India, world champions at the shortest form of the game, fired from the start when they were sent into bat first in their New Zealand tour opener. But they lost wickets at regular intervals and were 162 for eight at the end of their innings.

New Zealand, with Brendon McCullum carrying his bat through their innings, replied with 166 for three, the winning runs coming from a six over the cover boundary by Jacob Oram.

It was the 24th six of the match, played on a ground with short boundaries, easily surpassing the previous record of 20 set by Australia and India in Durban two years ago during the inaugural Twenty20 World Cup.

Virender Sehwag started the six fest, clouting three off consecutive balls in the first over as India raced to 25 in the first 11 balls.

But their rollicking start was short-lived, with Iain O’Brien removing both openers in consecutive balls.

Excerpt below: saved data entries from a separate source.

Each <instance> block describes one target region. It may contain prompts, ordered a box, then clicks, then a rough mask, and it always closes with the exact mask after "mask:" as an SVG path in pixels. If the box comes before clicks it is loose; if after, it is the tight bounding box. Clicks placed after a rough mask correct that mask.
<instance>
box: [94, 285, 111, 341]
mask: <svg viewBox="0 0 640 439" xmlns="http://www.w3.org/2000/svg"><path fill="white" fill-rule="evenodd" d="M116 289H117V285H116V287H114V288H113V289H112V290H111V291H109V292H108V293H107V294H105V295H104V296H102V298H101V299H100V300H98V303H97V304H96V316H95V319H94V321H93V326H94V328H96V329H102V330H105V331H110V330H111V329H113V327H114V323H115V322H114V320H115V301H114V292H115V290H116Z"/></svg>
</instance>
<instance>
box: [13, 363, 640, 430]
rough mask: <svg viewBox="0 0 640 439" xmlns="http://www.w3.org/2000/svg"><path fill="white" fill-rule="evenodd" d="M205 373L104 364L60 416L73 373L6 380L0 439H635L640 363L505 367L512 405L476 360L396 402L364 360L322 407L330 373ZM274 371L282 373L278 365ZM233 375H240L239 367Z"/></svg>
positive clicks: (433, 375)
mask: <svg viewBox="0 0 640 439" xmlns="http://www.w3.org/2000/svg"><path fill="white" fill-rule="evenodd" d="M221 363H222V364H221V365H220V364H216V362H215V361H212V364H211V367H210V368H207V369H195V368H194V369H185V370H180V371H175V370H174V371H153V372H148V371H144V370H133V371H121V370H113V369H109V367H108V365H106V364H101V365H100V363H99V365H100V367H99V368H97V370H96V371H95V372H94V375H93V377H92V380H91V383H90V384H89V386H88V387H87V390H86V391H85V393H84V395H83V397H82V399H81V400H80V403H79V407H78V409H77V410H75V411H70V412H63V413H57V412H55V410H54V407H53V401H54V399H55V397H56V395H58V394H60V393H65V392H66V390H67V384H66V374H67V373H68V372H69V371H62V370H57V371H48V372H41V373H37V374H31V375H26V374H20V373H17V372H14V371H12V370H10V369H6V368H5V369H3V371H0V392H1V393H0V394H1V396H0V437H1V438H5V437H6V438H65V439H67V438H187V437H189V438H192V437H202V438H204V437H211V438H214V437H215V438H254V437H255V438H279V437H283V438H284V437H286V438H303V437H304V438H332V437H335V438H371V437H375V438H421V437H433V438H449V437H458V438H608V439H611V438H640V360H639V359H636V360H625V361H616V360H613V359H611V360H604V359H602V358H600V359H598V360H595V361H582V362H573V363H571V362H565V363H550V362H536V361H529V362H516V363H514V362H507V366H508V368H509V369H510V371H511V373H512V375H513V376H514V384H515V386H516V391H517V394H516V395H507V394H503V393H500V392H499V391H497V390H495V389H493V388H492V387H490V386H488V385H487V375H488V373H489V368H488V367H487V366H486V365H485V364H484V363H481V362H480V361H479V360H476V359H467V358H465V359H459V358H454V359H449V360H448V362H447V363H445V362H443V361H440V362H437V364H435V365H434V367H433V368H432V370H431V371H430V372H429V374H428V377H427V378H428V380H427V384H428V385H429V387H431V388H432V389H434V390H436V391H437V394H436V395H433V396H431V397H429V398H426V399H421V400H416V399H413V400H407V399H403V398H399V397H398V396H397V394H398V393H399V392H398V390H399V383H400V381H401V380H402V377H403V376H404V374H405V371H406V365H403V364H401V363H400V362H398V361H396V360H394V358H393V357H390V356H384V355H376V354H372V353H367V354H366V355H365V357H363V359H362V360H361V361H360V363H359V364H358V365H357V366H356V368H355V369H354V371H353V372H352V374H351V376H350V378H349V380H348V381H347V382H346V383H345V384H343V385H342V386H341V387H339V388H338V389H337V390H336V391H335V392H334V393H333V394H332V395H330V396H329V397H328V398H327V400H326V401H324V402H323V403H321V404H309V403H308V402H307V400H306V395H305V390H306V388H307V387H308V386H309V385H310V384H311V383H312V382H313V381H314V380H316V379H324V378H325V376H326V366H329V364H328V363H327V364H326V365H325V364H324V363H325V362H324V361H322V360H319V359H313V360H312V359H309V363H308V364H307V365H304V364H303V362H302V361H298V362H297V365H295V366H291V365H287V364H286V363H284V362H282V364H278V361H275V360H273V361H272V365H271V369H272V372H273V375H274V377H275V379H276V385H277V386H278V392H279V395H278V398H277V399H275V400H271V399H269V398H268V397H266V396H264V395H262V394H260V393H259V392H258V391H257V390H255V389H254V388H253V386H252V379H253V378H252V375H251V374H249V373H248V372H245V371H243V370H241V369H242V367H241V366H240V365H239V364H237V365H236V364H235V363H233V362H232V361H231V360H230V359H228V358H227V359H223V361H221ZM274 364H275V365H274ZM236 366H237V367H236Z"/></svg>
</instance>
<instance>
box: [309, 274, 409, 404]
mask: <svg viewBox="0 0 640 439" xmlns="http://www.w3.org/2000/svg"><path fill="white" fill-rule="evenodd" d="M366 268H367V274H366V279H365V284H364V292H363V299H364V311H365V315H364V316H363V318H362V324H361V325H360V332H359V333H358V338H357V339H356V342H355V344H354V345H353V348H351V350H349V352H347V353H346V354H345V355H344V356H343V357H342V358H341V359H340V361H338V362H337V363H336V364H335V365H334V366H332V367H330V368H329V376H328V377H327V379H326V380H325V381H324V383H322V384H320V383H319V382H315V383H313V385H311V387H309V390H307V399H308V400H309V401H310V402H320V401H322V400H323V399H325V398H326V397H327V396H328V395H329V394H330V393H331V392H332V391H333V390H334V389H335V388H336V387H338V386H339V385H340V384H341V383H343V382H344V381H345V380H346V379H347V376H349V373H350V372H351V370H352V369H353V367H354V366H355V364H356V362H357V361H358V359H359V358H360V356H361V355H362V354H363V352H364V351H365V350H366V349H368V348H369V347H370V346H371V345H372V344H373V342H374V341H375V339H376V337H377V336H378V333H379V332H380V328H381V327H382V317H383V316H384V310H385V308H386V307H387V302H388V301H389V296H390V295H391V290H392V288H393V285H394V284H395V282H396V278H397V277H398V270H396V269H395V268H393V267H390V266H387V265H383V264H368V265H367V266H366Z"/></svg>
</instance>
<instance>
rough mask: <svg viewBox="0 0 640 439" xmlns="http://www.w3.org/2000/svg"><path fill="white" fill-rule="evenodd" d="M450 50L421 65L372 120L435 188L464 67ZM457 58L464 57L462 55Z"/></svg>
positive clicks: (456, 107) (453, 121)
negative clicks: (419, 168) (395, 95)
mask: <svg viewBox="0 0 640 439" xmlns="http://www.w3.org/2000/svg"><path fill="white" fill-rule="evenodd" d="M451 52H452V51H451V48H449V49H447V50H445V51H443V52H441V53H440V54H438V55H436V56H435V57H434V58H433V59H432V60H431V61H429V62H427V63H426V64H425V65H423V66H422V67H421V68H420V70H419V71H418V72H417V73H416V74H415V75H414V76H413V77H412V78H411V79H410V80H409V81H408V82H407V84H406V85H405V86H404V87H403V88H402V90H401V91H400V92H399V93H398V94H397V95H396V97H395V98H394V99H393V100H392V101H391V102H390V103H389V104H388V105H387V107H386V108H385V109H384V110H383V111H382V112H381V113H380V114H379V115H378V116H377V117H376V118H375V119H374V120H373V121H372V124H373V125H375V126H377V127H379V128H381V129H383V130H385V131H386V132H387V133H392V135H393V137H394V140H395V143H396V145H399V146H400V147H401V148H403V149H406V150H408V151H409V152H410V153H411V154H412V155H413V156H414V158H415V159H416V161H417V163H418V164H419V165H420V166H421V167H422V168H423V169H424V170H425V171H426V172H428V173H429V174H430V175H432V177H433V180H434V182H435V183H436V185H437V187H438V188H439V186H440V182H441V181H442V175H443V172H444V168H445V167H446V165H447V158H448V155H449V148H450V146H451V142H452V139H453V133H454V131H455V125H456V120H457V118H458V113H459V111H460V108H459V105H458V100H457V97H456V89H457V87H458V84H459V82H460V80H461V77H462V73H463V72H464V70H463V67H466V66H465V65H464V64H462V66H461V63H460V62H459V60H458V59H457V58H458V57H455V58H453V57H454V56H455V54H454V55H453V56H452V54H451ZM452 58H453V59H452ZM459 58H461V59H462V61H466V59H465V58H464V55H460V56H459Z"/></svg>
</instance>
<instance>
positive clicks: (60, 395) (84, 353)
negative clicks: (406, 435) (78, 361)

Gautam Gambhir went for six on the last ball of O’Brien’s first over and Sehwag was bowled for 26 on the first ball of his second over leaving Rohit Sharma to avoid the hattrick.

But Sharma’s innings lasted only seven balls, indicative of the problems the Indian batsmen had in trying to force the pace on a slow wicket.

Indian captain Mahendra Singh Dhoni described it as a good lesson in Twenty20 batting.

“That’s where we failed as a team, there was nobody who took the responsibility to stay there in the middle,” he said. “Losing too many wickets, later you can’t really capitalize on the start you have got. So it’s very important to have wickets in hand so you can capitalize on maybe the last four or five overs.”

The most pleasing aspect for New Zealand captain Daniel Vettori was the way his bowlers responded to the heavy Indian hitting.

“For our guys to respond to that and to restrict India to 160 after ­getting away so quickly and also with how small the boundaries are — one side was just a toy hit — so really happy with them,” Vettori said.

Only Suresh Raina looked to have a game plan for India and his unbeaten 61, including five sixes, formed the backbone of the tourists’ innings.

The second and final Twenty20 match in the series is in Wellington tomorrow, to be followed by five one-day internationals and three Tests.


■PAKISTAN V SRI LANKA

AFP, KARACHI,PAKISTAN

The first Test between Pakistan and Sri Lanka ended in a draw after some late excitement when the tourists lost quick wickets, briefly raising hopes of an unlikely result yesterday.

The tourists averted defeat after losing five wickets for just 120 runs, finishing the match with the score of 144-5 in their second innings.

Pakistan captain Younus Khan failed to create history as he fell for 313, 24 runs short of Pakistan’s highest Test score of 334 held by Hanif Mohammad, made against the West Indies at Barbados in 1958.

The second and final Test starts in Lahore on Sunday.